Investors generally welcomed an eleventh-hour post-Brexit trade deal, and the pound reached its highest level against the US dollar since spring 2018. Nevertheless, concerns over unresolved issues, including UK services, and financial services in particular, dampened any great celebration. The British Chambers of Commerce (BCC) urged the Government to provide clear guidance for companies, complaining: “Far too many details and procedures have been left, literally, to the last minute”.

Although the UK economy expanded for a sixth consecutive month during October, its rate of expansion continued to slow, falling from 1.1% in September to only 0.4% during October as some Covid-19 restrictions were reimposed. According to the Office for National Statistics (ONS), the economy remains 7.9% below its pre-pandemic peak. The rate of inflation dropped from 0.7% in October to 0.3% in November, driven down by lower prices for clothing, food, and non-alcoholic drinks.

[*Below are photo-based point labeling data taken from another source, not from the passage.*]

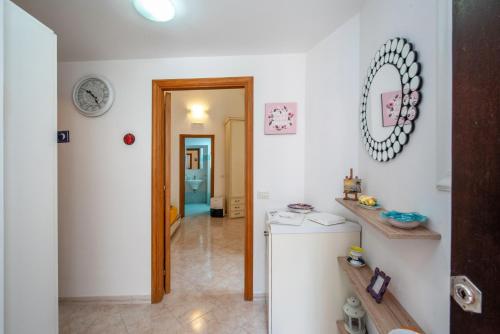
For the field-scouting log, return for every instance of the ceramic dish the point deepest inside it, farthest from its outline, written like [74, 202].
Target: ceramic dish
[300, 210]
[404, 220]
[358, 263]
[300, 207]
[368, 207]
[403, 331]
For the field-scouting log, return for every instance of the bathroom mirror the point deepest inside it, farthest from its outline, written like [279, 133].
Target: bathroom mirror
[390, 96]
[193, 158]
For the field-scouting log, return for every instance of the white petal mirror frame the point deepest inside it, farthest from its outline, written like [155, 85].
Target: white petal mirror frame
[397, 52]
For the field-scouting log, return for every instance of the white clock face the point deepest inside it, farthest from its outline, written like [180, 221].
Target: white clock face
[93, 96]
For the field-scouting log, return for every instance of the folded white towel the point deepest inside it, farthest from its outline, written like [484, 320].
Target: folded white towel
[325, 218]
[286, 218]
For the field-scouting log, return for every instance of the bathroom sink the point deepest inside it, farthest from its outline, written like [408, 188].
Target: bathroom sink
[194, 184]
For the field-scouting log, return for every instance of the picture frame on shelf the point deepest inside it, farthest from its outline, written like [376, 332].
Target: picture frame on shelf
[378, 285]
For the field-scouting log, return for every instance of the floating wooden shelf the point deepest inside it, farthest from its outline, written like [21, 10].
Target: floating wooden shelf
[373, 219]
[341, 328]
[387, 315]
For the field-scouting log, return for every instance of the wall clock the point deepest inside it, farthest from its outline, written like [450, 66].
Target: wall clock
[93, 95]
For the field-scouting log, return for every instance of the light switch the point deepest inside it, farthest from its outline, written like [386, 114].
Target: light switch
[63, 136]
[262, 195]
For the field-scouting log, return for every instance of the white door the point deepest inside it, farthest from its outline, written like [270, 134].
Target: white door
[30, 123]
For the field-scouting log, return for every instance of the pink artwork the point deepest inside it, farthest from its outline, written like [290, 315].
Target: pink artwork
[391, 106]
[280, 118]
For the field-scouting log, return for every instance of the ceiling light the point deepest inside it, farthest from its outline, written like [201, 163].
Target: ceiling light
[155, 10]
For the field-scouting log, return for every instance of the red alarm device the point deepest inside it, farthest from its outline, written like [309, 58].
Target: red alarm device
[129, 139]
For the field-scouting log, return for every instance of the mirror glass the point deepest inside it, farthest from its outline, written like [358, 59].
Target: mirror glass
[384, 102]
[390, 98]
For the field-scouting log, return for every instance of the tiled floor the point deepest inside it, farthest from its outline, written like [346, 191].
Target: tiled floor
[196, 209]
[207, 285]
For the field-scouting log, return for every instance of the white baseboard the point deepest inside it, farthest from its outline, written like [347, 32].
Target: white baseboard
[138, 299]
[260, 296]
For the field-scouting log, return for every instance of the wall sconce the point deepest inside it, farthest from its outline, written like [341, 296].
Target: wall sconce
[198, 114]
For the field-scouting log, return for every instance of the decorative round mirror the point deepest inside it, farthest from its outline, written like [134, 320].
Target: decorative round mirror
[390, 96]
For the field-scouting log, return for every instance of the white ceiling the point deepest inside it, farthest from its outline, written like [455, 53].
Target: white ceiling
[112, 29]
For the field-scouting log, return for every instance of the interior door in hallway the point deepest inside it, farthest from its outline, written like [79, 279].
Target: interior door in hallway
[30, 119]
[476, 160]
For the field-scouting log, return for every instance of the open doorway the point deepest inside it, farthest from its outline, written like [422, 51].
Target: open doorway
[196, 174]
[162, 147]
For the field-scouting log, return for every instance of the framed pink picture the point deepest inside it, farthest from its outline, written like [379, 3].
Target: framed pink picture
[391, 106]
[280, 118]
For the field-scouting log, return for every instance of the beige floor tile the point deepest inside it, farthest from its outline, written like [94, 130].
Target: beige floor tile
[207, 290]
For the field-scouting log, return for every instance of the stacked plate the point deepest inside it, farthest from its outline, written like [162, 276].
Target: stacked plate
[300, 207]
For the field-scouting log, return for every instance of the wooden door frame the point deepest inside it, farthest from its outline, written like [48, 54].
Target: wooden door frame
[182, 166]
[161, 183]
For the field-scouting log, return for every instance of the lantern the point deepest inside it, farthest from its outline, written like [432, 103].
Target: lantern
[354, 316]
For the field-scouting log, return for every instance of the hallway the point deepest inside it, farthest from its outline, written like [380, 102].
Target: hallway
[207, 290]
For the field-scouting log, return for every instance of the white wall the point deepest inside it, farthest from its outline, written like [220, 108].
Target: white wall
[105, 200]
[221, 103]
[419, 269]
[31, 304]
[2, 225]
[332, 102]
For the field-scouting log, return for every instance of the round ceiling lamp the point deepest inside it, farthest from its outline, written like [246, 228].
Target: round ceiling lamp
[155, 10]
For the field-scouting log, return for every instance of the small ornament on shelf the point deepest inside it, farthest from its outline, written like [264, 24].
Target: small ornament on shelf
[352, 186]
[355, 258]
[354, 316]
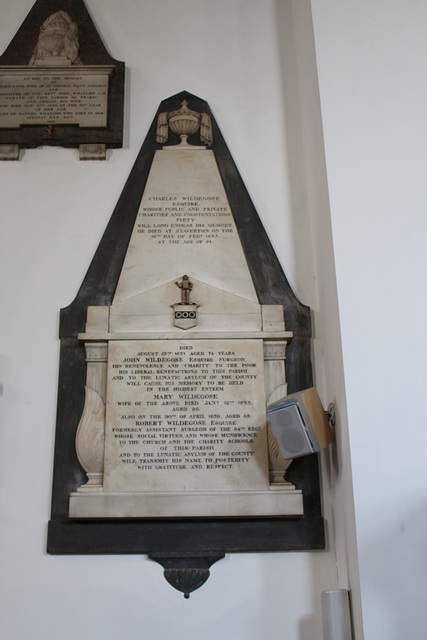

The Bank of England (BoE) maintained its key interest rate at 0.1%, but policymakers remain “ready to take whatever additional action is necessary” to achieve its 2% inflation target. The Monetary Policy Committee (MPC) maintained its programme of asset purchases at £895 billion. BoE officials expect the UK economy to contract by more than 1% during the final quarter of 2020.

The rate of unemployment rose to 4.9% during the three months to October; this was 0.7 percentage points higher than the previous quarter, and 1.2 percentage points higher than the same period in 2019. The number of people out of work climbed to 1.69 million, and redundancies reached a record high of 370,000 during the period. The ONS reported that the number of payroll employees in the UK had fallen by 819,000 people since February, with job losses particularly concentrated in the retail and hospitality sectors, which have been hit especially hard by lockdown measures.